Fixed point : solving an equation of the form.

{\ displaystyle f (x) = x}

optimal solution , especially as an extreme solution : solution of an equation under constraints of the form or.

{\ displaystyle f (x) = \ max \ {f (t) \}}

{\ displaystyle f (x) = \ min \ {f (t) \}}

Examples

The equation is in the real numbers , the solution , in the complex numbers , the amount of solution in the finite field the solution . ${\ displaystyle x ^ {3} -1 = 0}$ ${\ displaystyle x = 1}$ ${\ displaystyle \ left \ {1, - {\ frac {1} {2}} + i {\ frac {\ sqrt {3}} {2}}, - {\ frac {1} {2}} - i {\ frac {\ sqrt {3}} {2}} \ right \}}$ ${\ displaystyle GF (2)}$ ${\ displaystyle x = 1}$

The differential equation has (in the differentiable functions ) the solution set . ${\ displaystyle f '(x) = f (x)}$ ${\ displaystyle f \ colon \ mathbb {R} \ to \ mathbb {R}}$ ${\ displaystyle \ left \ {ce ^ {x} \ colon c \ in \ mathbb {R} \ right \}}$

The optimization problem has the solution for .

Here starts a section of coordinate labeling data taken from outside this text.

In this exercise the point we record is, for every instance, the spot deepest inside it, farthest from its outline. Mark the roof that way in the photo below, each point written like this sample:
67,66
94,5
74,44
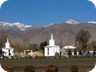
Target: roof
1,69
69,47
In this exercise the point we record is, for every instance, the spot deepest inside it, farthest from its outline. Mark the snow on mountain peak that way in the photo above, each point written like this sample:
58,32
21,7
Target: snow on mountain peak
94,22
20,26
71,21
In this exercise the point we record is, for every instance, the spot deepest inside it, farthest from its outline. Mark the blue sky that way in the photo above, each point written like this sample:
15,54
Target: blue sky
44,12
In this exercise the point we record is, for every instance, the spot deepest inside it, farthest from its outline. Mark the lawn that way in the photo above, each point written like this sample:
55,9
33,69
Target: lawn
64,64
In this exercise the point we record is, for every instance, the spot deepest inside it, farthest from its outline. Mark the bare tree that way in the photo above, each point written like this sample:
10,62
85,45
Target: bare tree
82,38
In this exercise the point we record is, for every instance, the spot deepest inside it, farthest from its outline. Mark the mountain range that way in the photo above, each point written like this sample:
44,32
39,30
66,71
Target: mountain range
64,33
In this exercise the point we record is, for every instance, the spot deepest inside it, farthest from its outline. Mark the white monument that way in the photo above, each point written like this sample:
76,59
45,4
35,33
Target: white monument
51,49
1,69
94,69
8,51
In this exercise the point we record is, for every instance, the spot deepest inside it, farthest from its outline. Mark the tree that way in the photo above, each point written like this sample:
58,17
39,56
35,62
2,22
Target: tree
82,38
74,68
34,47
29,69
52,68
75,52
93,45
42,45
80,52
69,52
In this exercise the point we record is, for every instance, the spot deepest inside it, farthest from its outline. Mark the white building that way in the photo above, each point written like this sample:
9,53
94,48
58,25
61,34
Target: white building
51,49
94,69
8,51
1,69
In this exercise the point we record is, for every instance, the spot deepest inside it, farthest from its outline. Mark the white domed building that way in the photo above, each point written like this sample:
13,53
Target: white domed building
8,50
51,49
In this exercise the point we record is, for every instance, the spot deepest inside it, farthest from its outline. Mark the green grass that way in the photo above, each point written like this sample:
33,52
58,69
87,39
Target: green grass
63,63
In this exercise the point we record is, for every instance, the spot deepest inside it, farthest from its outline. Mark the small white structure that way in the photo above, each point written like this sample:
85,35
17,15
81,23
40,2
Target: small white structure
51,49
1,69
69,47
94,69
8,51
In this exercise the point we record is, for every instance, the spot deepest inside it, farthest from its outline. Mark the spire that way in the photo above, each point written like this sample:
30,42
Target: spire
7,40
7,44
51,41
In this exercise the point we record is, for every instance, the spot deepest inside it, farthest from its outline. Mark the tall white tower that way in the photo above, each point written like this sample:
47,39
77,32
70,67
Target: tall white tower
7,44
51,41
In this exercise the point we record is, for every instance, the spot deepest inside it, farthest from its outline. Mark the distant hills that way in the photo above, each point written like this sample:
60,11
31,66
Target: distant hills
64,33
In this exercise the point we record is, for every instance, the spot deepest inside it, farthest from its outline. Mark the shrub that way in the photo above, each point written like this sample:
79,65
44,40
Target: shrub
74,68
52,68
29,69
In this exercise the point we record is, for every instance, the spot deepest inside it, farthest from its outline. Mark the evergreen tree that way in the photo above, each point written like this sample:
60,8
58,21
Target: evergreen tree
69,53
94,53
42,45
80,52
75,52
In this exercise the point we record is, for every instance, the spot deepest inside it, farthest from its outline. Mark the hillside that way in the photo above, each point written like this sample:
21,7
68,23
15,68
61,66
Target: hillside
63,33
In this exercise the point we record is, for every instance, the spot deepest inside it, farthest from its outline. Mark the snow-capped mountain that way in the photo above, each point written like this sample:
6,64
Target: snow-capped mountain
93,22
18,25
71,21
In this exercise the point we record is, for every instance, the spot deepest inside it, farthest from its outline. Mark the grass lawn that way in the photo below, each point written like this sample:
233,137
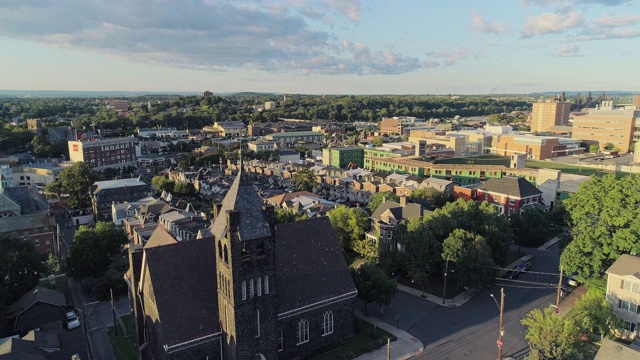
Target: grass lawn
122,345
362,342
435,285
480,160
570,169
60,285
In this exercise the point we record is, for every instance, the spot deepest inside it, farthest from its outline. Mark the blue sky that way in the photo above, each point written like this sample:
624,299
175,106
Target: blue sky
321,46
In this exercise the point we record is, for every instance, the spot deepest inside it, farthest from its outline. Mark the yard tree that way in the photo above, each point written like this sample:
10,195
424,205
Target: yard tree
21,266
76,181
350,224
604,217
304,180
435,198
377,199
373,285
553,337
530,227
92,251
471,257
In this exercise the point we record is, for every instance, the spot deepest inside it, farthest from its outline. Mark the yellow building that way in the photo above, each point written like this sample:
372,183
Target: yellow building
546,115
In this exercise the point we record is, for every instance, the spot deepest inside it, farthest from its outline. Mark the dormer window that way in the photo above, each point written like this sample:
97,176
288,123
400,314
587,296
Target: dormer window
245,252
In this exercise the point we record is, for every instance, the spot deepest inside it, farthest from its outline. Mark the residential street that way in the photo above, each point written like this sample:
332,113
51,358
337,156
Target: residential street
471,330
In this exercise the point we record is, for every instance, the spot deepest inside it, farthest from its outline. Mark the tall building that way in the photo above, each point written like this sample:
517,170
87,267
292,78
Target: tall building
546,115
107,153
608,124
253,289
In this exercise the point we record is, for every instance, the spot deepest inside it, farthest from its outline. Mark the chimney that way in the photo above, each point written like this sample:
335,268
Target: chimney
403,201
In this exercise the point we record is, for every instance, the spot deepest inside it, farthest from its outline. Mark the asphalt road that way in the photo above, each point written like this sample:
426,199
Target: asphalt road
471,330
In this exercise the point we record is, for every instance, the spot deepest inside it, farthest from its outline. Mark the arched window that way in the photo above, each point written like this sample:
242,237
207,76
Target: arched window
244,290
259,286
303,331
327,323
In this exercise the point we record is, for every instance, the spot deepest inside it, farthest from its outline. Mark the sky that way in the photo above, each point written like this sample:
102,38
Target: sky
321,46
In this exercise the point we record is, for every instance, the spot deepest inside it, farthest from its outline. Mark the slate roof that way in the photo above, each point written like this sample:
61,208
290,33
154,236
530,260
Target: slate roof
510,186
626,265
411,210
310,264
245,199
37,294
185,289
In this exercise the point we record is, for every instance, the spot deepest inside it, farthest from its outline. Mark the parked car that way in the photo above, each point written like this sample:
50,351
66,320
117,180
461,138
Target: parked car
73,321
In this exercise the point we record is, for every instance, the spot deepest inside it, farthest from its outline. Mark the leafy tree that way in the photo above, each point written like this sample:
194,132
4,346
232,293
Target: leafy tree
373,285
162,183
92,251
377,199
304,180
530,227
350,224
553,337
21,266
605,223
184,188
76,181
433,197
472,258
595,313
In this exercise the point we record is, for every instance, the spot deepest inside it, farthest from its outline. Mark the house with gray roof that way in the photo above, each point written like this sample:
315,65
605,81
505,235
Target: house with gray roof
386,219
248,288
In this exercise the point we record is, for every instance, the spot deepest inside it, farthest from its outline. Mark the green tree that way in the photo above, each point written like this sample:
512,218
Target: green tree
304,180
472,258
92,251
530,227
552,337
184,188
433,197
373,285
605,223
21,266
350,224
377,199
76,181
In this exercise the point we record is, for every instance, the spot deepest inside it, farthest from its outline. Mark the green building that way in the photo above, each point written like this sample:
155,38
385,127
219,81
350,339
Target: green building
342,157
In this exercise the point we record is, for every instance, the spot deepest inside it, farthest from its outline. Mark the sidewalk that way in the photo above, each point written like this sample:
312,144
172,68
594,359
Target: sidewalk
405,347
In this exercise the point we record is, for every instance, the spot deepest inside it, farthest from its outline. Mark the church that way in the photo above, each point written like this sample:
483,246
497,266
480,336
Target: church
252,289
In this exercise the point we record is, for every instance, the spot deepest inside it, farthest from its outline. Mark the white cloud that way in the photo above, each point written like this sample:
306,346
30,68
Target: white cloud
200,34
568,50
610,21
478,23
451,56
549,23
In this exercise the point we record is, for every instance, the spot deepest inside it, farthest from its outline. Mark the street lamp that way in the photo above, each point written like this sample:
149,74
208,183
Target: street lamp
500,331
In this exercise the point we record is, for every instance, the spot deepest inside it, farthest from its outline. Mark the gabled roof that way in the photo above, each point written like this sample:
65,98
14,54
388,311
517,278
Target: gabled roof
626,265
37,294
242,197
184,285
510,186
311,267
399,212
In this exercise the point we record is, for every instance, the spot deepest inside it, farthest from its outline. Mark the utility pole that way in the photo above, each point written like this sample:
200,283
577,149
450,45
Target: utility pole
501,318
559,291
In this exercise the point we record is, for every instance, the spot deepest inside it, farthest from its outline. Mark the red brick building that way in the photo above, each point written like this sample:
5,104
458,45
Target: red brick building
508,194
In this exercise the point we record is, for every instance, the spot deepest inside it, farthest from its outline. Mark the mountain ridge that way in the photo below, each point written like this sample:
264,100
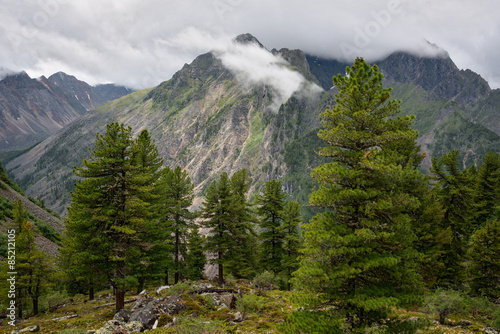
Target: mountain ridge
207,120
33,109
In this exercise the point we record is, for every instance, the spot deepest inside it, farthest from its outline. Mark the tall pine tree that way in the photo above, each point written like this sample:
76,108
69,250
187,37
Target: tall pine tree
110,206
358,253
270,204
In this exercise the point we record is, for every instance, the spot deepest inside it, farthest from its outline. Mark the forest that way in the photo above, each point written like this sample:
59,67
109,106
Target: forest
385,235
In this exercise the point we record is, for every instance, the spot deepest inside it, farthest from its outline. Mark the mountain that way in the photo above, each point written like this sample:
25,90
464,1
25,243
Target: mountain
213,117
33,109
48,227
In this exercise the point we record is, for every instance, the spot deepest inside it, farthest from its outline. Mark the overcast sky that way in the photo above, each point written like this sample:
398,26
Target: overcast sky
140,43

{\ displaystyle \ left \ {x + y = 1, f (x, y) = xy = \ max! \ right \}}

{\ displaystyle f (x, y) = {\ frac {1} {4}}}

{\ displaystyle x = y = {\ frac {1} {2}}}

Quotes

"Some mathematicians are birds, others are frogs. Birds fly high in the air and survey broad vistas of mathematics out to the far horizon. They delight in concepts that unify our thinking and bring together various problems from different parts of the landscape. Frogs live in the mud below and see only the flowers that grow nearby. They delight in the details of particular objects, and they solve problems one at a time. (...) "

"The landlady hurried into the yard and put the mousetrap on the floor (it was an old-fashioned trap, a cage with a trap door) and called the daughter to fetch the cat. The mouse in the trap seemed to be the target of these operations feel that she was running around in the cage and throwing herself violently against the bars, once on this side and then on that, and at the last moment she managed to squeeze through the bars and disappear into the neighbor's field have given this point a slightly larger space between the bars ... I quietly congratulated the mouse, for it had solved a significant problem and set an important example.

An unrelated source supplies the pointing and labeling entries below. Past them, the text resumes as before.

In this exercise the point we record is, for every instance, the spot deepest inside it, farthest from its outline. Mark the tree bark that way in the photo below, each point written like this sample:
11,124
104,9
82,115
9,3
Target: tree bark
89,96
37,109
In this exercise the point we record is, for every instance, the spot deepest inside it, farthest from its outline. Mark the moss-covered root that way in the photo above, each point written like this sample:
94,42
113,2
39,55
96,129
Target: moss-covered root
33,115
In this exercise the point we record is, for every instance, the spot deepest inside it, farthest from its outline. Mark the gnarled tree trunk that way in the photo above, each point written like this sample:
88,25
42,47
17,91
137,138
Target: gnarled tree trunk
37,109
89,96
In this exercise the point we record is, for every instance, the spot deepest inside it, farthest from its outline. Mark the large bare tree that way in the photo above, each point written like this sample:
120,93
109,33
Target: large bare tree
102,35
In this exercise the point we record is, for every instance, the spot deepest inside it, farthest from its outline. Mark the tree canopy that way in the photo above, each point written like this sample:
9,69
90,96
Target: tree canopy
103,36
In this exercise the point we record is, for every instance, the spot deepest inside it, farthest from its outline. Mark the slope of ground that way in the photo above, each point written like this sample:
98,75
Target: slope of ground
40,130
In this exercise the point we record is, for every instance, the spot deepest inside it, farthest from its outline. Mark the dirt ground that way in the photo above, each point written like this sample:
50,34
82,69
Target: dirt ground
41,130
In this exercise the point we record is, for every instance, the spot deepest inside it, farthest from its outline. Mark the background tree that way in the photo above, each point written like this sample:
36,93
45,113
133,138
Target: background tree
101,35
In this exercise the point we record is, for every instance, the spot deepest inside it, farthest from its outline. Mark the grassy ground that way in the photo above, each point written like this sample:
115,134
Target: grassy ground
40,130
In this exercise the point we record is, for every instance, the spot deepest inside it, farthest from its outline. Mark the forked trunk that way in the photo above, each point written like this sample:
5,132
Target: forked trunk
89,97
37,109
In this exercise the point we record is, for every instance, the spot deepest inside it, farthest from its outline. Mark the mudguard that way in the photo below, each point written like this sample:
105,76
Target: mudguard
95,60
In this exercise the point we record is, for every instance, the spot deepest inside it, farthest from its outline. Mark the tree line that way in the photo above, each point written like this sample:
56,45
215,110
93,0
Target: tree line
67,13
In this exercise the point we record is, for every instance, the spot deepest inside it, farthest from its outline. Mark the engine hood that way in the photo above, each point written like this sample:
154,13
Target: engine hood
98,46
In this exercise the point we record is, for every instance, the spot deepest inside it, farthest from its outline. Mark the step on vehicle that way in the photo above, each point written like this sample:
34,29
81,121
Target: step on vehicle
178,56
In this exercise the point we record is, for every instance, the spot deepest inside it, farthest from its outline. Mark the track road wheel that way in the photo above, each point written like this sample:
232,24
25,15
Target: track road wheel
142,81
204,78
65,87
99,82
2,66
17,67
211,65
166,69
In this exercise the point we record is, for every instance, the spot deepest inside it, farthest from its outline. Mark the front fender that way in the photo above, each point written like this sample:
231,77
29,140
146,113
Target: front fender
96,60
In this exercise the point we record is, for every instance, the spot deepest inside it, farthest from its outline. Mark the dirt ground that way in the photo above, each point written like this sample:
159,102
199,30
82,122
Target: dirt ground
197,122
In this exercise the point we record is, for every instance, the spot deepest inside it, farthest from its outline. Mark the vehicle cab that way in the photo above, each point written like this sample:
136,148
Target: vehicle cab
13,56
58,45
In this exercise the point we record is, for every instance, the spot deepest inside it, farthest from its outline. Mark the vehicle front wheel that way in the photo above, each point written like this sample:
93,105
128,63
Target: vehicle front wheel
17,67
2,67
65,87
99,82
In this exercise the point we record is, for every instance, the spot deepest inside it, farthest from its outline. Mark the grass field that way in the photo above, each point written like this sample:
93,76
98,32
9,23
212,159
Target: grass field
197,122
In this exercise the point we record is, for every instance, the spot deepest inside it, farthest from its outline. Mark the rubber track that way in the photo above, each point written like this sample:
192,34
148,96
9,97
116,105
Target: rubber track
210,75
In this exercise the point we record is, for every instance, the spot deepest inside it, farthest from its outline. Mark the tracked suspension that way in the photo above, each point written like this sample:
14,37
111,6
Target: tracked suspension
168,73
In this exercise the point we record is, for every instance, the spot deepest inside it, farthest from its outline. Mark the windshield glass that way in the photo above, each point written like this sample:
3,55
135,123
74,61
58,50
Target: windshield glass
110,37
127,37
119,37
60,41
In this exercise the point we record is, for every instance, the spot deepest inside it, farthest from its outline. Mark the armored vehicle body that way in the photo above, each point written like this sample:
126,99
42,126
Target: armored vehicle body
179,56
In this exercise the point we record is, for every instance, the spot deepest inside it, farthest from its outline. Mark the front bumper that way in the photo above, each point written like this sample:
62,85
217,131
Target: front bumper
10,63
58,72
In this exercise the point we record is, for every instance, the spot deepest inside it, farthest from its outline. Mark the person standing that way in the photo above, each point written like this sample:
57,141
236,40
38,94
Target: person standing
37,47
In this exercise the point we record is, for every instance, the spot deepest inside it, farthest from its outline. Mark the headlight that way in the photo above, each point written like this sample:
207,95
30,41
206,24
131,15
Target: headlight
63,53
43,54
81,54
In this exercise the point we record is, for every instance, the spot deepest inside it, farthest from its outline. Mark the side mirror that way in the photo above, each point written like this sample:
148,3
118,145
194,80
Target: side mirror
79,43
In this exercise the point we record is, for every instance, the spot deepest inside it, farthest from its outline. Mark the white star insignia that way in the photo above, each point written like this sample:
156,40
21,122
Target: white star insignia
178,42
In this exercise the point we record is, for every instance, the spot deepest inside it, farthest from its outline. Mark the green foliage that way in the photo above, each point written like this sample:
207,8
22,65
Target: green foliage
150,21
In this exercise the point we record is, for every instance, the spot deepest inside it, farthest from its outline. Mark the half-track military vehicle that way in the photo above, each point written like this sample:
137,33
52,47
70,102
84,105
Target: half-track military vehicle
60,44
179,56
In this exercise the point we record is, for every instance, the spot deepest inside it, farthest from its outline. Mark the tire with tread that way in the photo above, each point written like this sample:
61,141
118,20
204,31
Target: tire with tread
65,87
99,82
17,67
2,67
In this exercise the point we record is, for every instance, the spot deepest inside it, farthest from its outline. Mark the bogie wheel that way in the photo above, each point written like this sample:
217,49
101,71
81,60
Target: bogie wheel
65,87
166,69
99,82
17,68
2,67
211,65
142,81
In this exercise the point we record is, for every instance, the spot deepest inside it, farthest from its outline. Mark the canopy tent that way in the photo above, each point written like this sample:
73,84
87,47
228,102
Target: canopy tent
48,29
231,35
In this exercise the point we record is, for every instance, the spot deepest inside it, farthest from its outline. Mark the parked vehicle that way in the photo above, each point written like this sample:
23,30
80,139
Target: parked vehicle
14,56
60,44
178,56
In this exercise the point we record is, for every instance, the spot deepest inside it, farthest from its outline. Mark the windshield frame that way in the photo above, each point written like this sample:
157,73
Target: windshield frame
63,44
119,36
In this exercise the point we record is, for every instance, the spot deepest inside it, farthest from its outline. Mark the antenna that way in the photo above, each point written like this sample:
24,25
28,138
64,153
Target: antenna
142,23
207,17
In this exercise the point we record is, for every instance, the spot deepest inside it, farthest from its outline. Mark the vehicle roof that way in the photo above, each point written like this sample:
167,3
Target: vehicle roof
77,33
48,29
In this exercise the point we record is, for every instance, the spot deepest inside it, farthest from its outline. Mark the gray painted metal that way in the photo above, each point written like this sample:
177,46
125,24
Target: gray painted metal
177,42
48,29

This is the right way to solve problems. We have to try again and again until we finally see the small differences in the openings on which everything depends. We must vary our attempts to explore all sides of the problem. In fact, we cannot know in advance which side is the only possible opening through which we can escape.

The basic method of mice and humans is the same: try, try again, and the attempts vary so that we don't miss the few cheap opportunities.

It's true that humans are usually better problem solvers than mice. A person does not have to physically throw himself against an obstacle, he can do so mentally; a person can vary his attempts better and he can learn more from his unsuccessful attempts. "(George Pólya:" Die Maus ")

literature

George Pólya : On solving mathematical problems. [On solving mathematical problems.] Insight and discovery, learning and teaching. [Insight and discovery, learning and teaching] Second edition. Translated from English by Lulu Bechtolsheim. Science and Culture, 20. Birkhauser Verlag, Basel-Boston, Mass., 1979. ISBN 3-7643-1101-0 (Volume I), ISBN 3-7643-0298-4 (Volume II).
George Pólya: School of Thought. About solving math problems (“How to solve it”). 4th edition Francke Verlag, Tübingen 1995, ISBN 3-7720-0608-6 ( Dalp collection ).

Web links

ZUM-Wiki:

Individual evidence

^ Freeman Dyson: Birds and Frogs Notices Amer. Math. Soc. 56 (2009), no. 2, 212-223.

[1] Freeman Dyson: Birds and Frogs Notices Amer. Math. Soc. 56 (2009), no. 2, 212-223.